Here’s the thing. Republicans know that by and large Dick Cheney was right: Deficits don’t matter; Reagan taught us that. It’s possible that Reagan didn’t teach Cheney that but rather [Cheney’s] best friend in the DC power circle, Don Rumsfeld.

And where did Rumsfeld learn this? Warren Mosler. [Mosler has said he devised MMT after a discussion with Rumsfeld in the steam room of the Racquet Club in Chicago.]

So Republicans know deficit and debt fears are overblown, but Democrats do not. So we see Carter, Clinton, and Obama clean up the balance sheet and enable Reagan, Bush, and Trump to come in and cut taxes. Progressives have [now] caught on to the game, which is why the trillion-dollar coin (and big spending plans of Bernie Sanders and AOC) resonate with the Democratic base.

If the Republicans are allowed to get away with this kind of maneuver, they will do ti again and again. Desperate times call for desperate measures.

Here is an explainer about the debt ceiling and the options for dealing with it.

Comments

  1. says

    I strong recommend Stephanie Kelton’s “The Deficit Myth” for a clear take on modern monetary theory.

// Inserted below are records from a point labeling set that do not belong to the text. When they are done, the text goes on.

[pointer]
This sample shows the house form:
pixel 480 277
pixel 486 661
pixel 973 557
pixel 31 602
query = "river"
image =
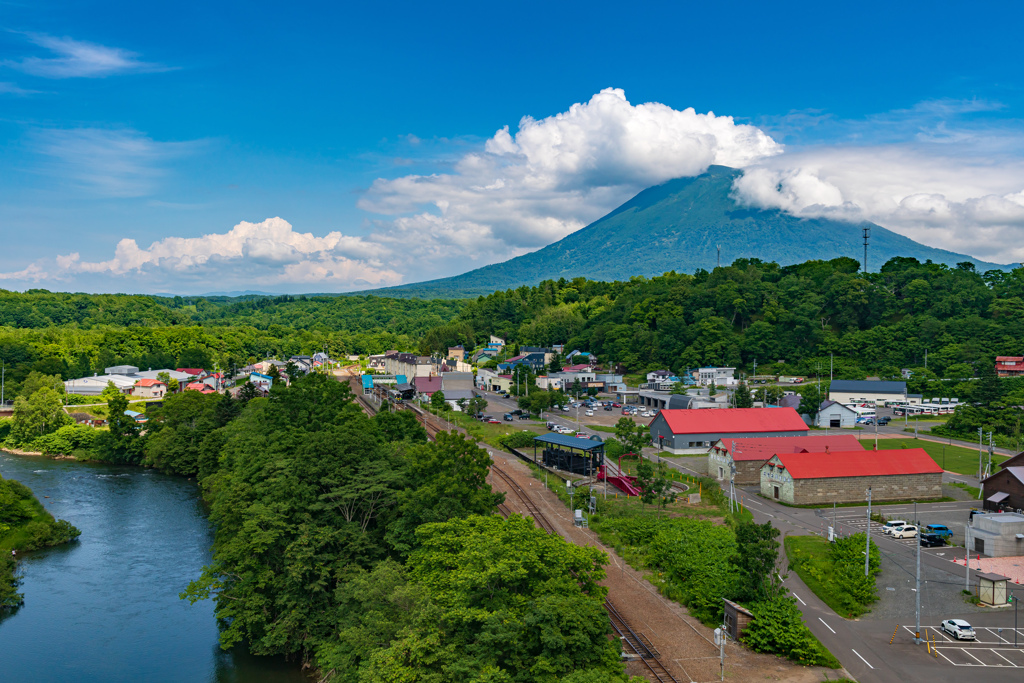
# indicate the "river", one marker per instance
pixel 105 608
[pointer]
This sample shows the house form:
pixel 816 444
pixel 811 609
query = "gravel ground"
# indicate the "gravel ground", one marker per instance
pixel 685 645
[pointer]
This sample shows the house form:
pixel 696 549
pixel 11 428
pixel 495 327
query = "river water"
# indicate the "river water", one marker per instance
pixel 105 608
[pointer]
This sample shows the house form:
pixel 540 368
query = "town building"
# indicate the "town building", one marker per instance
pixel 998 535
pixel 717 377
pixel 1005 488
pixel 1010 366
pixel 692 432
pixel 844 476
pixel 835 415
pixel 146 388
pixel 750 454
pixel 866 391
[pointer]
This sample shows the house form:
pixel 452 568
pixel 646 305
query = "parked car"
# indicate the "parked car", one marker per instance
pixel 938 529
pixel 907 531
pixel 958 629
pixel 892 524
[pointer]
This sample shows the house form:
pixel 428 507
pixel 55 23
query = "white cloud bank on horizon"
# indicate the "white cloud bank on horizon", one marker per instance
pixel 958 190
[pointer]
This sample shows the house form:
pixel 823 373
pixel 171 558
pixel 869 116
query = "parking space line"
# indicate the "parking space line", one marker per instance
pixel 994 633
pixel 858 654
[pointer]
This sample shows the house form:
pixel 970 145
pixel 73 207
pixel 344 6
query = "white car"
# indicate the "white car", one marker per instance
pixel 958 629
pixel 892 524
pixel 906 531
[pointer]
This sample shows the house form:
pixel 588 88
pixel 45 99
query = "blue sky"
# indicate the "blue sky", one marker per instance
pixel 144 146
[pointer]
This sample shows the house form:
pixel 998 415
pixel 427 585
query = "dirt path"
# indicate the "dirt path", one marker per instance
pixel 686 646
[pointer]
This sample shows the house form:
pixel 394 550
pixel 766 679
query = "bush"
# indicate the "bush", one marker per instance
pixel 778 629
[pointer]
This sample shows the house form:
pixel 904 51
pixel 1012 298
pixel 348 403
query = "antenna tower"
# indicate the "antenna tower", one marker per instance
pixel 867 233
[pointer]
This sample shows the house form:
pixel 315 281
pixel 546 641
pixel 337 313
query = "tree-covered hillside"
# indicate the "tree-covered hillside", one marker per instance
pixel 762 311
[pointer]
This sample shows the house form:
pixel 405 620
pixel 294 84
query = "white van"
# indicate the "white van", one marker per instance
pixel 891 524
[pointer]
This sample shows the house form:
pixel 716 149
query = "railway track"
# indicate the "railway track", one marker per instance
pixel 639 644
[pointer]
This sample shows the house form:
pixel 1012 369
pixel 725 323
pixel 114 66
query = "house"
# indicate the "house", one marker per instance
pixel 1005 488
pixel 146 388
pixel 203 388
pixel 844 476
pixel 750 454
pixel 1010 366
pixel 692 432
pixel 260 381
pixel 832 414
pixel 999 535
pixel 866 391
pixel 716 376
pixel 426 386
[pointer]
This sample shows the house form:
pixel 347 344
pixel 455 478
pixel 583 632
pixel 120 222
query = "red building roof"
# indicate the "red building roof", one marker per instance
pixel 732 420
pixel 857 463
pixel 763 449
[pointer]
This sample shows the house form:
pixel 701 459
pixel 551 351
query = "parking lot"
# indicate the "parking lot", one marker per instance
pixel 994 647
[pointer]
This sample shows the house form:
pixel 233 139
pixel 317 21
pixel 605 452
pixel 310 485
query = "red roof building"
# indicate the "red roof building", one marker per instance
pixel 748 455
pixel 1010 366
pixel 844 476
pixel 686 431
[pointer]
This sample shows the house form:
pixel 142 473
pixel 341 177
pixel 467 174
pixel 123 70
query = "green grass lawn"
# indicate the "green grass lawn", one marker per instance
pixel 952 458
pixel 809 558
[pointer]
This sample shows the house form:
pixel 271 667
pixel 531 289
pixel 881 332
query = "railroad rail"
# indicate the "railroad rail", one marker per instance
pixel 639 644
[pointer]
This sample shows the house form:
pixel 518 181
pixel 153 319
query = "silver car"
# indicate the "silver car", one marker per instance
pixel 958 629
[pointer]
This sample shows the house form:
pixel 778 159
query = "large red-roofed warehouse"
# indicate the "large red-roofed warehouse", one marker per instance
pixel 750 454
pixel 844 476
pixel 692 432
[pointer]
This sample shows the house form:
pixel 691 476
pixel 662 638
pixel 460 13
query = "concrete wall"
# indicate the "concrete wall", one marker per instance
pixel 851 489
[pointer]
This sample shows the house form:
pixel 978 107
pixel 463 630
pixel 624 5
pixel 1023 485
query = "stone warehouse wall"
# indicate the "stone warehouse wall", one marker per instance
pixel 853 489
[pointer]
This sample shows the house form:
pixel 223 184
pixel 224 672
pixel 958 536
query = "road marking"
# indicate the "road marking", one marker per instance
pixel 857 653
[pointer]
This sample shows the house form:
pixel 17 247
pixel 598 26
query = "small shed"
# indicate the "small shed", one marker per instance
pixel 992 589
pixel 737 619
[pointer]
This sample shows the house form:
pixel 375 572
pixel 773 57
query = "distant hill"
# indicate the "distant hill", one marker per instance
pixel 676 226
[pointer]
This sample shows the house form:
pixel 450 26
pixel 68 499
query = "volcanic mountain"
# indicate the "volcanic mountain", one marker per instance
pixel 679 225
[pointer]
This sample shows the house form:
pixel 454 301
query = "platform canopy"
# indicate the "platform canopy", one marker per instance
pixel 566 441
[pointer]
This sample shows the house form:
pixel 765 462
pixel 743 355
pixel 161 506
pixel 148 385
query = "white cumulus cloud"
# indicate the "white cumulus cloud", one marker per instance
pixel 554 175
pixel 964 195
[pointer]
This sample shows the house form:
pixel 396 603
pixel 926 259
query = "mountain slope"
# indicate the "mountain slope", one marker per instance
pixel 677 226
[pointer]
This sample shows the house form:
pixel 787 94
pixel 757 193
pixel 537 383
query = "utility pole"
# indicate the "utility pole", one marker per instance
pixel 867 545
pixel 916 629
pixel 867 233
pixel 967 557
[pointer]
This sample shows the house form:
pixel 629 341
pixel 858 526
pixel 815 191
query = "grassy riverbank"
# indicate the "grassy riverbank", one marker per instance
pixel 25 525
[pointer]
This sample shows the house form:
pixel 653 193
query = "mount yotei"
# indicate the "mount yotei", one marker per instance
pixel 679 225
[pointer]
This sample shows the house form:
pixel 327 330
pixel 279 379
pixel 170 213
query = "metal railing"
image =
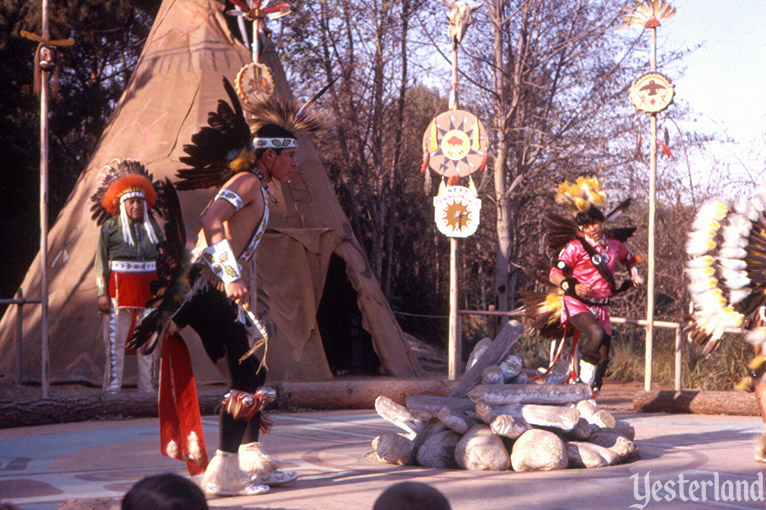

    The Republicans don’t care about the deficit in financial terms, they only care about it as a tool to get what they want, which is either a reduction in social programs or give-a-ways to the wealthy/corporations, or both. If they really did care about it, then they’d be pushing far different policies than they are. Unfortunately, most media take their claims at face value, and assume that the Republicans are being honest debaters.

  2. Pierce R. Butler says

    Deficits don’t matter; Reagan taught us that.

    I’ve thought, since the first time I heard that quote, that Cheney meant Reagan had shown how Republican politicians could get away with vast deficits politically (remember, RWR had run on an anti-deficit platform and then almost tripled the net debt accrued by all previous presidents) -- the economic consequences apparently didn’t factor in to his* thinking at all.

    *Cheney’s -- I doubt we should call what Reagan did as “thinking”…

  3. larpar says

    “Yet another possibility is for the US Treasury to mint platinum coins worth a trillion or more dollars,…”
    Wasn’t that a Simpsons episode? Of course, McCarthy would try to spend it in a coke machine.